Modeling and simulation of a pseudo-three-phase slurry bubble column reactor applied to the process of petroleum hydrodesulfurization

This work presents a new CFD model for the hydrodesulfurization process in the petroleum industry. The new model considers the loss of effectiveness of the catalyst by coupling a model that considers the physical structure of the catalyst. The hydrodesulfurization process takes place in a pseudo-three-phase fluidized-bed slurry bubble column reactor with liquid and gas flowing upwards. This reactor presents a transient behavior for the catalytic effectiveness due to the obstruction of the catalyst pores, caused mainly by parallel reactions of hydrodemetalization acting on the catalyst. The emphasis of this work is the introduction of a kinetic model for the reactivity reduction of the catalyst inside slurry bubble column reactors. The hydrodynamic model is simple and adopts an Eulerian–Eulerian approach, where the momentum and mass conservation equations are used to describe the two-phase fluid dynamic fields. The k–ɛ model is used to account for turbulence.
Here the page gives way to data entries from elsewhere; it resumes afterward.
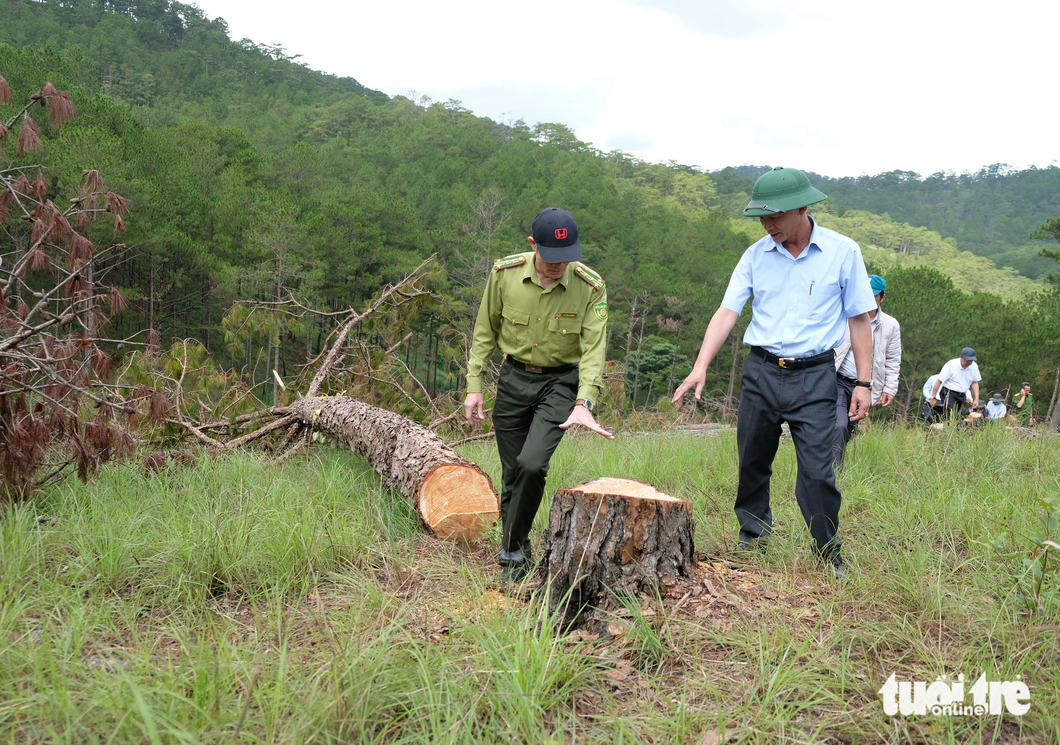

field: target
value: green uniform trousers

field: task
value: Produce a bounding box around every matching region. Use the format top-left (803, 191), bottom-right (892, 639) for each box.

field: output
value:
top-left (493, 360), bottom-right (578, 564)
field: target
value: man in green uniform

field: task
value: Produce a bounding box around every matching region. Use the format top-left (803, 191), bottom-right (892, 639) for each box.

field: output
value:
top-left (1008, 383), bottom-right (1038, 427)
top-left (464, 207), bottom-right (614, 582)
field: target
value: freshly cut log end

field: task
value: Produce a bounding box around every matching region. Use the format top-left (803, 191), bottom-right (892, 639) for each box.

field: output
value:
top-left (544, 478), bottom-right (695, 621)
top-left (290, 396), bottom-right (500, 540)
top-left (416, 464), bottom-right (499, 540)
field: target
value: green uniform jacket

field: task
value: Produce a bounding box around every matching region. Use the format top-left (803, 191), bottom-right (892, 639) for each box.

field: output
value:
top-left (1008, 391), bottom-right (1035, 424)
top-left (467, 251), bottom-right (607, 401)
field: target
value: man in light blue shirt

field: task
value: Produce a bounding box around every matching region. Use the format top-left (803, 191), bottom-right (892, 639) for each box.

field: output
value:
top-left (673, 167), bottom-right (877, 577)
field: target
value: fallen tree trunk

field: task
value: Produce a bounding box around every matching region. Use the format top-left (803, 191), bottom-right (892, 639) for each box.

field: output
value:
top-left (289, 396), bottom-right (500, 540)
top-left (544, 478), bottom-right (695, 622)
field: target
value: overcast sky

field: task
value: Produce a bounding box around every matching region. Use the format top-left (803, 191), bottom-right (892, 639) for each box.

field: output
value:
top-left (190, 0), bottom-right (1060, 176)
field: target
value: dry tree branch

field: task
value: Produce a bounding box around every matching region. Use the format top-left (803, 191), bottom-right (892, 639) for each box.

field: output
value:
top-left (305, 253), bottom-right (438, 397)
The kinetic model considers the reactions controlled by diffusion and occurring on the catalyst pores, which are obstructed along the process by the hydrodemetalization by-products. The model presented in this work allows for an assessment of the influence of the operational conditions of the reactor, such as liquid and gas feed velocities, as well as catalyst properties. The estimation of the yield of the process takes into account the transient activity of the catalyst.